For one of his proofs of God's existence, Descartes argued from the definition of the word "God": since God is defined as embracing all perfections and existence is a perfection, therefore God must exist.

 

If it were valid, this argument (called the ontological argument) would provide a certain foundation for rationalist thought. The three classical rationalist thinkers – Descartes, Leibniz, and Spinoza – made the most of it. Rationalism in this sense is contrasted with Empiricism (Fig 4). The Rationalist hopes to produce a deductive system consisting, like pure geometry, of logically necessary truths – but truths that, unlike those of pure geometry, tell us about the universe and ourselves. The Empiricist believes this is a will-of-the-wisp, insisting that there can be no knowledge that does not refer to actual experience of the world.

 


Philosophy of religion

The philosophy of religion deals mainly with questions of how religious beliefs can be both coherent and significant. Thus Leibniz in his Theodicy (1710) tried to solve the problem of evil by showing that it is not inconsistent to say that evil exists and that God is perfect. His key idea was that some virtues logically presuppose some evils (Fig 5). For example, it is impossible, both as a matter of fact and of logic, to forgive unless there is an injury to be forgiven. And since there is a perfect God (assuming the validity of the ontological argument) actual evils ultimately must have a justification. It therefore follows logically that this be the best of all possible worlds.

 

Some religious philosophers have urged that the idea of personal survival and immortality is senseless. Followers of Plato and Descartes believe that men are composed of two elements, body and soul, of which the immaterial soul is truly the person.
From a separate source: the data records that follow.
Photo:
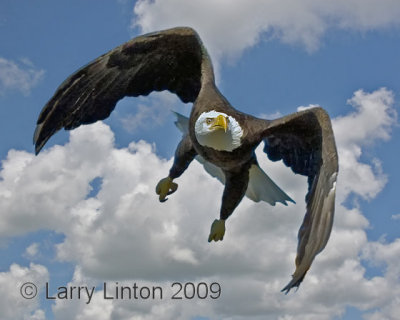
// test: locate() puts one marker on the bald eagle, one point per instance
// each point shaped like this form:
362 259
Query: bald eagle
219 136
But followers of Aristotle insist that words like "mind" and "personality" refer to the qualities and capacities of a unitary organism. To suggest therefore that the mind or the personality might survive the death and dissolution of the organism is as absurd as Lewis Carroll's suggestion that the grin of the Cheshire Cat could outlast its face.

 

Kierkegaard
Satre
Two of the most influential Existentialists are Soren Kierkegaard (1813–1855) (top) and Jean-Paul Sartre (1905–1980) (bottom). A main feature of Existentialism is that it sees our essence, or what we are, as being determined by our existence, or what we do. Implicit in this attitude is the notion that existence is always prior to essence and therefore that of our lives are completely determined by our choices. The existentialism of Sartre has been consistently atheist.